Consumers Energy could make its distribution system less expensive, Ozar suggests, by taking steps to better monitor the grid so infrastructure can be maintained to prolong its life before it must be replaced. But there is an “absence of any continuous asset condition monitoring of the Company’s HVD or LVD lines,” he said.
The utility does check line conditions regularly, using methods like helicopter inspections and biannual ground patrols. But “regularly” is not the same as “continuously” because it leaves plenty of time for things to fail unexpectedly. “However, because the Company’s distribution system monitoring occurs on a scheduled basis, with significant time periods in between asset evaluations, it has an obvious inherent limitation,” Ozar said. “It is incapable of flagging incipient adverse conditions that occur in the interim between the scheduled monitoring.
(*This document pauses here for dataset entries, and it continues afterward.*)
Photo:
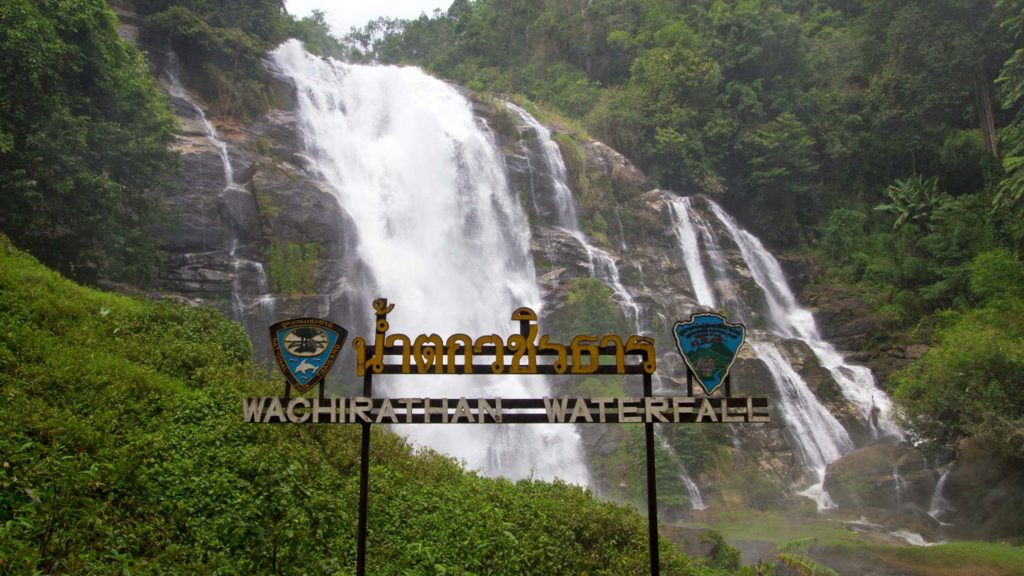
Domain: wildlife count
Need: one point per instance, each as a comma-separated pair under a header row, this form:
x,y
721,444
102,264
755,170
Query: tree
x,y
84,133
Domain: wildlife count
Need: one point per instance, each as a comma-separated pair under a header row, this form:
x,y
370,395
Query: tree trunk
x,y
983,88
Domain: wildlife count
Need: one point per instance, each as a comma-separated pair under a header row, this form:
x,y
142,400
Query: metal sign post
x,y
305,350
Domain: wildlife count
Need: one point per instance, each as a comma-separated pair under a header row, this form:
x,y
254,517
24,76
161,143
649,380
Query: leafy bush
x,y
84,134
124,451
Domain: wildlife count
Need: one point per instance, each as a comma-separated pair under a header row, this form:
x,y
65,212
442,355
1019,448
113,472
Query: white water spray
x,y
441,234
939,505
790,320
691,251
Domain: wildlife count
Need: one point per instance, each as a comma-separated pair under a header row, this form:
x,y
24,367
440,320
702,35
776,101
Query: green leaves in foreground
x,y
123,450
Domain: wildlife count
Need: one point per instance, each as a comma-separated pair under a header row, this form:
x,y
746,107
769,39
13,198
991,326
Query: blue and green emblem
x,y
306,348
709,345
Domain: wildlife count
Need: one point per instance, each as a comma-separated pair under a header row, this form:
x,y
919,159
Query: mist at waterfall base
x,y
444,239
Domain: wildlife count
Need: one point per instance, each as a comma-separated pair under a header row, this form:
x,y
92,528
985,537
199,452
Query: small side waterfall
x,y
900,486
790,320
692,492
252,303
691,252
818,437
564,207
939,506
441,234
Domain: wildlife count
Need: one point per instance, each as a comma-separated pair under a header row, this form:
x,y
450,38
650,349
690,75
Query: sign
x,y
546,410
709,345
306,348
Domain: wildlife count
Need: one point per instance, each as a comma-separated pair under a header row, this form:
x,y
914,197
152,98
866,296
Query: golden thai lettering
x,y
498,366
427,351
562,363
430,354
584,343
453,344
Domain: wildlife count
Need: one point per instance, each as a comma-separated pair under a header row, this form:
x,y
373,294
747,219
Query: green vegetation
x,y
293,266
969,382
786,110
84,134
806,541
221,46
124,451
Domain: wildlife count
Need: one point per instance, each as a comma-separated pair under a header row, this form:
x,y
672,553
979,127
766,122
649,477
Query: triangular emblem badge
x,y
306,348
709,345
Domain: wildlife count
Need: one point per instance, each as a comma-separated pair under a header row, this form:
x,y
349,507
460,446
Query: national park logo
x,y
709,345
305,350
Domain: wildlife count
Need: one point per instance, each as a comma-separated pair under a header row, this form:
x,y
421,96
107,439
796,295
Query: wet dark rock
x,y
866,478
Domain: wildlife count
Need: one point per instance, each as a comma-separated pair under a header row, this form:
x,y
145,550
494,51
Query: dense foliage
x,y
886,137
970,382
221,46
124,451
84,133
787,109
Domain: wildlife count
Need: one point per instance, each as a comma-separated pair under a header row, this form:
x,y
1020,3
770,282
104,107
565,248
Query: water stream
x,y
441,234
251,300
600,263
817,437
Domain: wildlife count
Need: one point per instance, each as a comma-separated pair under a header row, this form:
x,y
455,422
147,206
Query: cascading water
x,y
939,506
818,437
696,501
438,230
252,303
564,205
600,262
787,319
901,487
691,252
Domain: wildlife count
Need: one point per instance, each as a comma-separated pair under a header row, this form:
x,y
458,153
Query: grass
x,y
835,545
978,559
551,116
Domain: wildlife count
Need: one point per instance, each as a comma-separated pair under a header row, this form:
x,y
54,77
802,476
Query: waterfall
x,y
441,234
599,262
691,251
696,501
790,320
900,486
250,286
939,505
818,437
564,204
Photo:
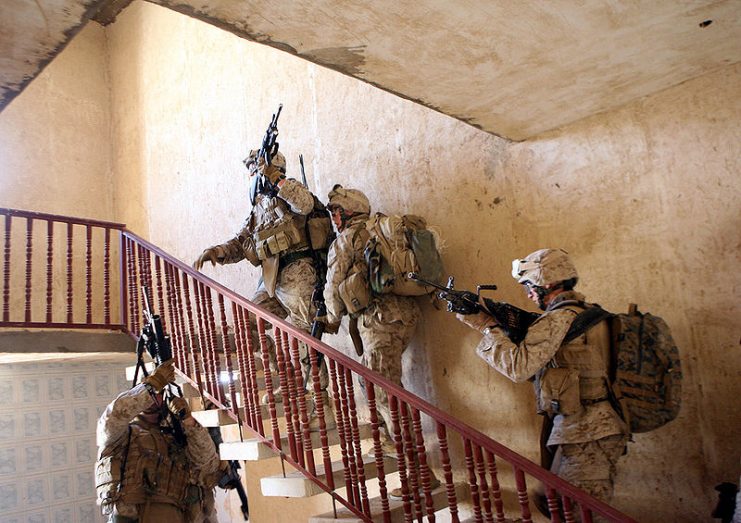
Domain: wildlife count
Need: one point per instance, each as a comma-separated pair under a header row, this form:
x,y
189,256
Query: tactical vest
x,y
155,469
355,290
277,230
578,373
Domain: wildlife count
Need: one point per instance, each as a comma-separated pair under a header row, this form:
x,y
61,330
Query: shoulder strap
x,y
585,320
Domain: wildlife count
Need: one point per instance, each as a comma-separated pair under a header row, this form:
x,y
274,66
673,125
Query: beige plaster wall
x,y
645,198
55,158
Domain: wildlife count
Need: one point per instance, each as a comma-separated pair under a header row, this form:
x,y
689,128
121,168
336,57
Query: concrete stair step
x,y
255,450
296,485
396,508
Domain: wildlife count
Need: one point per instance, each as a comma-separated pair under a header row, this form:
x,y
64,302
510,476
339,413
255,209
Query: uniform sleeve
x,y
201,452
520,362
339,263
233,251
298,197
114,422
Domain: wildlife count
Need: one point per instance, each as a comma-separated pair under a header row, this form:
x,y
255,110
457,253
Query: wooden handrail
x,y
200,326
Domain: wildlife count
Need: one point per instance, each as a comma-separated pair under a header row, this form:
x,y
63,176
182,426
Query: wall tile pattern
x,y
49,407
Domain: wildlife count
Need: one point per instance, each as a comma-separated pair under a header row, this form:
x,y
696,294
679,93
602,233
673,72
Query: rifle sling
x,y
584,321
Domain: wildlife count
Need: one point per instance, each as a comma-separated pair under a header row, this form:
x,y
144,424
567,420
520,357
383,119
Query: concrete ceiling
x,y
511,68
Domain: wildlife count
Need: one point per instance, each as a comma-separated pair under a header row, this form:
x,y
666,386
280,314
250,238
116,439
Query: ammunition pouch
x,y
276,240
250,252
355,293
558,391
320,231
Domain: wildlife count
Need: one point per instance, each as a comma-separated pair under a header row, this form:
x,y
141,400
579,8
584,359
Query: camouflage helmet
x,y
278,161
351,200
544,267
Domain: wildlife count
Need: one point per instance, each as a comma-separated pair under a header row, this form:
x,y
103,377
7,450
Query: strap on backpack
x,y
585,320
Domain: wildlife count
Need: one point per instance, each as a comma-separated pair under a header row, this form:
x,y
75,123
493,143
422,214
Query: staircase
x,y
218,361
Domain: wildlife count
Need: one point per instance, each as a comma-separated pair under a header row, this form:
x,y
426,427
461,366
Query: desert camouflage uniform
x,y
386,325
291,297
202,461
590,442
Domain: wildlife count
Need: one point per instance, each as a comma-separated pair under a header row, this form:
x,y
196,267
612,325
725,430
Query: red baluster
x,y
107,276
203,337
296,395
208,341
356,442
179,320
496,489
228,362
343,424
252,369
49,269
6,271
123,283
552,498
216,360
484,487
269,380
285,394
522,495
442,439
403,465
29,257
245,380
424,469
568,510
472,481
412,473
193,364
89,274
69,272
378,450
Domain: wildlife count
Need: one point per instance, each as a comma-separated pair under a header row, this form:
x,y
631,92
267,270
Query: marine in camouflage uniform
x,y
386,323
274,238
587,436
142,474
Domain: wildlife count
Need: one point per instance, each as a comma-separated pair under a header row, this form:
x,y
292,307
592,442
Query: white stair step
x,y
213,418
396,508
296,485
255,450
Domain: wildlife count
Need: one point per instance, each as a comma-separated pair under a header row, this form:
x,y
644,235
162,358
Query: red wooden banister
x,y
214,333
Decreasing the timespan between scheduled monitoring, under this paradigm, could improve asset evaluation but cannot eliminate this limitation.”
It just happens that there is a technology that can detect “incipient adverse conditions” in the grid. Distribution Fault Anticipation Technology (DFA) was developed by Texas A&M University researchers and the Electric Power Research Institute. It consists of software connected to distribution circuits that collects data from the electric signals and analyzes that data to detect “signatures” consistent with potential equipment failure.
Typically, outside of routine inspections, the utility is not going to know there is a problem brewing until the power goes out or some member of the public calls the utility to notify them of an impending issue, like a tree branch touching a line. But this DFA technology can actually automatically detect and locate these routine problems. The technology “not only has the potential to identify a fault before an outage event occurs, but it has the potential to identify ‘upstream’ conditions that may cause ‘downstream’ events,” Ozar said. “As a result, where traditional corrective action may address the manifest cause of an event (e.g., broken conductor), DFA technology has the ability to detect underlying conditions and provide proactive repairs.” Ozar recommends that Consumers Energy should explore DFA technology and propose ways to start integrating it into their systems.
In addition, to keep the utilities focused on spending ratepayer dollars wisely, Ozar calls for performance-based ratemaking, in which the utility incentives would be linked to cost-effective improvements in electric service, rather than the status quo, in which the utility is driven by returns to shareholders. Performance-based ratemaking is something CUB has strongly supported—read our 2020 report on measures to improve reliability in Michigan for more on this topic.
Dollars for the distribution system are scarce. Ratepayer pockets are not inexhaustible. So there is responsibility on the part of the utility to to spend ratepayers’ money effectively.